Over at the Plank, Cass Sunstein has already noted that Sarah Palin doesn't seem to understand that the current rise in global temperature is being caused by human activity. (After joining the GOP ticket, her spokesperson said that Palin "stands with John McCain in his belief that global warming is a critical issue that must be addressed"—but stayed mum on the whole what's-causing-it-question). Now Grist's Kate Sheppard has a thorough review of Palin's record on energy and environmental issues, with this incident the most troubling:

Another major concern for enviros is Palin's stance on endangered species in the state. After the Bush administration's Department of Interior listed the polar bear as a threatened species in May, the governor sued the department. "We believe that the ... decision to list the polar bear was not based on the best scientific and commercial data available," said Palin, who also penned an op-ed in The New York Times on the subject.
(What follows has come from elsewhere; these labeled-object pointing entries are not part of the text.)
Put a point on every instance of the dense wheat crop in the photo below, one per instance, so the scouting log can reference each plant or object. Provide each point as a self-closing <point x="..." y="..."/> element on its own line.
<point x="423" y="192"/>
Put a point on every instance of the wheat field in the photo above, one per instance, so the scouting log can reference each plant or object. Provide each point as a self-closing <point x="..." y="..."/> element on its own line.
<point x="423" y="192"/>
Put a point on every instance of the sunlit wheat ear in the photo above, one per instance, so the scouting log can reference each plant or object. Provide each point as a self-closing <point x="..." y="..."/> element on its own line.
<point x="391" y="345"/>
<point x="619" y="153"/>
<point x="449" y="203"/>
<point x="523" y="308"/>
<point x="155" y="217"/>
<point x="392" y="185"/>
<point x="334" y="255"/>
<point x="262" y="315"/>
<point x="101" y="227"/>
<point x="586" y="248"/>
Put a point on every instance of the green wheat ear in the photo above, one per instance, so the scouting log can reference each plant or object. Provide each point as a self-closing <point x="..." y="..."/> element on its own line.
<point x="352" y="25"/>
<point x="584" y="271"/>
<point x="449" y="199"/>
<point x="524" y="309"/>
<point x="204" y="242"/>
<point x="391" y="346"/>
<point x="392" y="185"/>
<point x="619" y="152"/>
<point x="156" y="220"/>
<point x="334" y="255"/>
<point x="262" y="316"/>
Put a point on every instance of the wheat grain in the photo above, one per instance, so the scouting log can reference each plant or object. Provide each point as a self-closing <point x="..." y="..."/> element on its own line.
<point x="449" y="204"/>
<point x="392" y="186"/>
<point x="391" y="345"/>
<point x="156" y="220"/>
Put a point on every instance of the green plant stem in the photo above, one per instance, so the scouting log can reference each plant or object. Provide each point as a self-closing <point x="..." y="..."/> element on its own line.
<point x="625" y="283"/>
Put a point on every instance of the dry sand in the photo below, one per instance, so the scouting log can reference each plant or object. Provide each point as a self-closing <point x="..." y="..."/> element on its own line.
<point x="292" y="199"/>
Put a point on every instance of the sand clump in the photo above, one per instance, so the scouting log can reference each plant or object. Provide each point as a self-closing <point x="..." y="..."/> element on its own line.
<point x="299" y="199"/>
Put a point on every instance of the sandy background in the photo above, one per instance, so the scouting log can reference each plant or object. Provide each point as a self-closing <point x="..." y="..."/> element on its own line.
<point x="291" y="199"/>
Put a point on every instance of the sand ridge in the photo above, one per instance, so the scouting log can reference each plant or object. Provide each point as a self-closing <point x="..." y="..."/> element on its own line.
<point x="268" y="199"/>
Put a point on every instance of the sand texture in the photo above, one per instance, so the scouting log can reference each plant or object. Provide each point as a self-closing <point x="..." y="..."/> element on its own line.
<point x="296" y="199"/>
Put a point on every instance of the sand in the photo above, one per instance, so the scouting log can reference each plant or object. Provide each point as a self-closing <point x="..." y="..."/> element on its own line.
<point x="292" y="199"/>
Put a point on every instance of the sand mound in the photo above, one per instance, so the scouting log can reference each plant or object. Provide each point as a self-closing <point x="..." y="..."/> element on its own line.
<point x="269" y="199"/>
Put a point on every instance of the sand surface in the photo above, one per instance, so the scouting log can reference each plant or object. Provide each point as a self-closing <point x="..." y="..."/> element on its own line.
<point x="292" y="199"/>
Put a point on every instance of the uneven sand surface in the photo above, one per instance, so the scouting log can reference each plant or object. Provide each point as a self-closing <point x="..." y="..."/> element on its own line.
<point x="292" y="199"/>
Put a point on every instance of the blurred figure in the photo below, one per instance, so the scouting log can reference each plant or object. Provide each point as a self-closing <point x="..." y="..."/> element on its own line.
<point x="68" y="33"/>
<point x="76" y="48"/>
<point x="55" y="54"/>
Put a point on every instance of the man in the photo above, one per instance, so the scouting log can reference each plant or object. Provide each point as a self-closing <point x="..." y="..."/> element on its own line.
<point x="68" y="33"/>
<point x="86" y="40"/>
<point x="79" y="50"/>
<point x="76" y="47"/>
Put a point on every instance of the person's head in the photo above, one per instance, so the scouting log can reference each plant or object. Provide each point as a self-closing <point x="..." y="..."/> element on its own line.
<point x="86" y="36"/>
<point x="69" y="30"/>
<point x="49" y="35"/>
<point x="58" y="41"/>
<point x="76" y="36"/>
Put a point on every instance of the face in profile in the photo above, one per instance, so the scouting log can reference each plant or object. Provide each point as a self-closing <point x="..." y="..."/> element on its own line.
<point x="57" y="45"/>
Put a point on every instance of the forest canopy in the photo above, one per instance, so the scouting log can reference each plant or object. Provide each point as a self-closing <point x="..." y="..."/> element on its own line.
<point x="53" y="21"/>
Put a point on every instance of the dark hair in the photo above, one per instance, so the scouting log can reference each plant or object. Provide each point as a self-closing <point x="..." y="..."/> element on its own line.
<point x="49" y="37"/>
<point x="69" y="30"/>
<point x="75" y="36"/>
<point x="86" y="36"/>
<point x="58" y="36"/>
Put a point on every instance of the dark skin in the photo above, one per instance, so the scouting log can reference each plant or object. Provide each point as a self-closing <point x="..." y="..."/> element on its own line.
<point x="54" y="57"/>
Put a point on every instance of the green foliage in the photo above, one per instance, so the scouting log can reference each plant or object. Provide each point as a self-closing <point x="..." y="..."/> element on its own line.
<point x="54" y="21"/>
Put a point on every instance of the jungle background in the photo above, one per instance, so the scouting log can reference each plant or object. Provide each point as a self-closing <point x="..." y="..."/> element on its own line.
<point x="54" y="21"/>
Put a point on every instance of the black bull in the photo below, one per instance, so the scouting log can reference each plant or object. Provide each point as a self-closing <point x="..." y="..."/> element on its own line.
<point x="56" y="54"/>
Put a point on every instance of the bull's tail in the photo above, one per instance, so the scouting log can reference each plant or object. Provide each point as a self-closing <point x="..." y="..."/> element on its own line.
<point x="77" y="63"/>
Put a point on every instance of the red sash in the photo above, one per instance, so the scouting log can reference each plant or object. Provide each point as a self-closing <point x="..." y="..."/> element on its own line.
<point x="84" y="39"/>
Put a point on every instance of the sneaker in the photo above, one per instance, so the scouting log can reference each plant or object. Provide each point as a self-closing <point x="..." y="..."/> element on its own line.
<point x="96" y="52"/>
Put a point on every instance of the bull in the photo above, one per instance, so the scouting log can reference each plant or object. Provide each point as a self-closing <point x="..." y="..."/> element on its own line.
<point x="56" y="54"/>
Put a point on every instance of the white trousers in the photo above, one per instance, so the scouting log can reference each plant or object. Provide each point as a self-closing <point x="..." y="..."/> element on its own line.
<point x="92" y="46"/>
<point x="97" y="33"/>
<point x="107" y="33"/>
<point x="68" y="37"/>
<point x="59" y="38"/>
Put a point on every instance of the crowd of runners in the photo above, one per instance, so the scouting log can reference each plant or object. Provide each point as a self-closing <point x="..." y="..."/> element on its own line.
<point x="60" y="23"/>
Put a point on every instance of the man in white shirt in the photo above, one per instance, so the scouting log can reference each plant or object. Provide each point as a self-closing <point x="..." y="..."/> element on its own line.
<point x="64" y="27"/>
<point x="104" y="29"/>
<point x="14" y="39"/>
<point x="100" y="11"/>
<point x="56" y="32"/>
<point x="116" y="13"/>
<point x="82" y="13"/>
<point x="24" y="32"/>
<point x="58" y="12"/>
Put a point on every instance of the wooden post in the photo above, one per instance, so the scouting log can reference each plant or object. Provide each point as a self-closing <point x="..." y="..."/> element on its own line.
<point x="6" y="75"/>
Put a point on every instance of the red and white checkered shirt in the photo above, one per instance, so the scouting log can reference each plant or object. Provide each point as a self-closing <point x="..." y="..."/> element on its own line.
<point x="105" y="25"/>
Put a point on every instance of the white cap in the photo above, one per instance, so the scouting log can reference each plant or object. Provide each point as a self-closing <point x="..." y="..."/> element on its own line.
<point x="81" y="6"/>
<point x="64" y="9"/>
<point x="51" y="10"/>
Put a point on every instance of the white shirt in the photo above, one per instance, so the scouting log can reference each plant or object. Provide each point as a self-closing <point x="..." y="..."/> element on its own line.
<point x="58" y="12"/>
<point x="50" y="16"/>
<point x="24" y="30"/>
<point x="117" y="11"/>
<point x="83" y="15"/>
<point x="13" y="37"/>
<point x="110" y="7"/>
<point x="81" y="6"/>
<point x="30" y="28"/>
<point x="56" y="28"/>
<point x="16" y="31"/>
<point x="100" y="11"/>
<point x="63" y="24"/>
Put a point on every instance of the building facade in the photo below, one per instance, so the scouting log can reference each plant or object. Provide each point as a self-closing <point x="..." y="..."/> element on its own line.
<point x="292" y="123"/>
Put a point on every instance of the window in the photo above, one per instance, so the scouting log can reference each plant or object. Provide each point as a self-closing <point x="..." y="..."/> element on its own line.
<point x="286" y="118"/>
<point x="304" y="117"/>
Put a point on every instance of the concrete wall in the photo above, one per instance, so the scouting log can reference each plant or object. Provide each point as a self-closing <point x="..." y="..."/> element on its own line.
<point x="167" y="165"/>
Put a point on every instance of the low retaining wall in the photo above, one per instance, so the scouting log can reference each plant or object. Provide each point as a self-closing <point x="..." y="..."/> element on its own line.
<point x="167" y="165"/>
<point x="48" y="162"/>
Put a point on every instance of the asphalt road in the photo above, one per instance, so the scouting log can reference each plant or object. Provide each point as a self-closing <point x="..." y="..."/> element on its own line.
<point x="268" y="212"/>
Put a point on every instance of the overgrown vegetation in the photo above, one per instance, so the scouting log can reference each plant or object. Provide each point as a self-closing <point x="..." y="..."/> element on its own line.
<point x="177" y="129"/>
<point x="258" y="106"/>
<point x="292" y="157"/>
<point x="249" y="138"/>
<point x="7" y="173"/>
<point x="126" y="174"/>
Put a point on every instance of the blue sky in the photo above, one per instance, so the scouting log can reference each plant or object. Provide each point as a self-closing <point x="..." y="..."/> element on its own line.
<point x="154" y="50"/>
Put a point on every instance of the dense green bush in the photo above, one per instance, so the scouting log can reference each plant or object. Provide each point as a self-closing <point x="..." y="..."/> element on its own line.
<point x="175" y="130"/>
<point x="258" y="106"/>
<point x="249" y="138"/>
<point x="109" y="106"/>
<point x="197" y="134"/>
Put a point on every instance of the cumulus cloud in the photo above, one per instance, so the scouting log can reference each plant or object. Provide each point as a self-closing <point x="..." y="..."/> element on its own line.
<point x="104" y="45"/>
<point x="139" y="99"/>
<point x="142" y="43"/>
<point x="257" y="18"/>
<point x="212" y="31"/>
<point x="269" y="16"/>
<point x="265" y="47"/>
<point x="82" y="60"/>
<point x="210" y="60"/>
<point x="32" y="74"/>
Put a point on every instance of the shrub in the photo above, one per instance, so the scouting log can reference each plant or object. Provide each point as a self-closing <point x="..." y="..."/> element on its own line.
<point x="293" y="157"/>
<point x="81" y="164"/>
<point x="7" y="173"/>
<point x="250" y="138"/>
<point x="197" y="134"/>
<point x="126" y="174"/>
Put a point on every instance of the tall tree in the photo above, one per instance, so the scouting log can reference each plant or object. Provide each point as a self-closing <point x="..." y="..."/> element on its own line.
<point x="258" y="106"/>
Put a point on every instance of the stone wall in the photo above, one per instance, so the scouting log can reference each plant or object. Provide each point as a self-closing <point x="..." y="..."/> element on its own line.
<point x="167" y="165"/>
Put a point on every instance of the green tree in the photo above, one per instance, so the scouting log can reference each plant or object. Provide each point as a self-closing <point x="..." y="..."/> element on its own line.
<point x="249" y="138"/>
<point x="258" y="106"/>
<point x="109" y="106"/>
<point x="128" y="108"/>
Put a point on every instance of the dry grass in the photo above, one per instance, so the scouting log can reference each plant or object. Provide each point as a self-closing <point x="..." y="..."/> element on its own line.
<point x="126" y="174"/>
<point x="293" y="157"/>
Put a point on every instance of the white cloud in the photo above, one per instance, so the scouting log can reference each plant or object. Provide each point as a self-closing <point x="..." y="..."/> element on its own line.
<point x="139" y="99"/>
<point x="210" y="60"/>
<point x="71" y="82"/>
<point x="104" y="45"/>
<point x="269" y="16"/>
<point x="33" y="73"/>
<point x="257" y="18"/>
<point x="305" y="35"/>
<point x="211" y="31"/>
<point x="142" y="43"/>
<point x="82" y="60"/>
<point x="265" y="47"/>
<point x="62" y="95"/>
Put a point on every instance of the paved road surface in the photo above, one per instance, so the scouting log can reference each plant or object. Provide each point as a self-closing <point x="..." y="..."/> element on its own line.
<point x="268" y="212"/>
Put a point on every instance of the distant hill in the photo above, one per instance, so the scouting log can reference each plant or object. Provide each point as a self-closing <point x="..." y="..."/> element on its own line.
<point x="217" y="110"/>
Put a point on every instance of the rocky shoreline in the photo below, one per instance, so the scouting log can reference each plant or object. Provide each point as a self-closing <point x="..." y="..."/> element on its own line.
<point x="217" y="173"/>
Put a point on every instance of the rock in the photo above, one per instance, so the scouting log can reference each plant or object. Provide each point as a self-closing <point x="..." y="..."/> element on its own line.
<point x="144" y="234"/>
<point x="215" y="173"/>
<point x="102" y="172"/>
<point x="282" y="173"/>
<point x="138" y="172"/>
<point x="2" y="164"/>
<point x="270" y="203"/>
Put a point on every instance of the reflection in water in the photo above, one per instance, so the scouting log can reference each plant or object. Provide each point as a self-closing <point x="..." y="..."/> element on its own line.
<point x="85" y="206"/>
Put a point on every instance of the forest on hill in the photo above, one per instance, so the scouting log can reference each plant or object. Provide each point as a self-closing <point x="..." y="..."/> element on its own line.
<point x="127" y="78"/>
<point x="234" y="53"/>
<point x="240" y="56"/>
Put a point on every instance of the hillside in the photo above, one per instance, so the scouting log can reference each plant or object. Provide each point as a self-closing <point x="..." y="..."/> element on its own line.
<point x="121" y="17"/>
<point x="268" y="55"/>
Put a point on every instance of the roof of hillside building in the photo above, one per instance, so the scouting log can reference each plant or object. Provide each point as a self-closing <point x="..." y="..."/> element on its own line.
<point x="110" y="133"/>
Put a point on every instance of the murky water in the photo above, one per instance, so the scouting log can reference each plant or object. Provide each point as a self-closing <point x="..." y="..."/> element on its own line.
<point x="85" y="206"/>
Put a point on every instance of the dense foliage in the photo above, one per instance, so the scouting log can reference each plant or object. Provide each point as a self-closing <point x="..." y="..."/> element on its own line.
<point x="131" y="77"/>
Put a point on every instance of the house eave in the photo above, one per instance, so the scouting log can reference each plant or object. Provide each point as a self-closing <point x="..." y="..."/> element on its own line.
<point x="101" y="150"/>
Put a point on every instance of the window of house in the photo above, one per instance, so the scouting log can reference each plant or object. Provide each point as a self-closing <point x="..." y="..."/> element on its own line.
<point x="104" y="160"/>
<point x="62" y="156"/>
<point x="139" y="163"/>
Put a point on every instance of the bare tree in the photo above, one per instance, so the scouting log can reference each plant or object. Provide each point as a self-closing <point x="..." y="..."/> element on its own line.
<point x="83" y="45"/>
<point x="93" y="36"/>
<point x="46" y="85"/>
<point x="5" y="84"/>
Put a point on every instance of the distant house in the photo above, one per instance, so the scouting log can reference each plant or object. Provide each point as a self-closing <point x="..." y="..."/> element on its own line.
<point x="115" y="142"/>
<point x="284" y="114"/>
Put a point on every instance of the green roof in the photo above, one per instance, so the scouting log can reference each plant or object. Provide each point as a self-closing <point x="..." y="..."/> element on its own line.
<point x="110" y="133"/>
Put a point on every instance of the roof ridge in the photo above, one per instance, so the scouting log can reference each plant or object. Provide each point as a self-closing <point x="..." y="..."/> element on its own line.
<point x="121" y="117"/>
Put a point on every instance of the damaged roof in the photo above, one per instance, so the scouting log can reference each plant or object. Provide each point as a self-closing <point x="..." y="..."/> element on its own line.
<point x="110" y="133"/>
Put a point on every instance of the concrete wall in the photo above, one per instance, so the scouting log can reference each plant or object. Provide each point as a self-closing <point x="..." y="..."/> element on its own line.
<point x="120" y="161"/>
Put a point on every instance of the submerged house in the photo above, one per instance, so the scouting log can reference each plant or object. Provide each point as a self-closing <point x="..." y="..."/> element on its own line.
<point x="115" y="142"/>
Palin and other state officials expressed concern that listing polar bears as threatened would impair oil and gas development in the state. Palin argued that the listing decision was based on "the unproven long-term impact of any future climate change on the species" and that a "comprehensive review" of the federal science by state wildlife officials found no reason to support listing the bears as endangered.

But emails released via a public-records request later showed that Alaskan state scientists agreed with federal researchers that polar bears are threatened by shrinking ice. "Overall, we believe that the methods and analytical approaches used to examine the currently available information supports the primary conclusions and inferences stated" in federal reports, wrote Robert Small, head of the marine mammals program for the Alaska Department of Fish and Game.

It's not easy to extrapolate from Palin's track record working with oil companies—Alaska is such a weird state in that regard, and I'm not sure we can glean much about what she'd do in the White House from the fact that she favored TransCanada over BP and ConocoPhillips for a new, state-subsidized natural-gas pipeline, or enacted a windfall tax on oil companies in a state where the proceeds go directly to the citizens. She'd love to drill in ANWR, sure, but beyond that...? On the other hand, it says a fair bit about how she would govern if she's willing to go to great lengths to lie about and distort what her own scientific staff is saying. Eight years of that have been quite enough, thanks.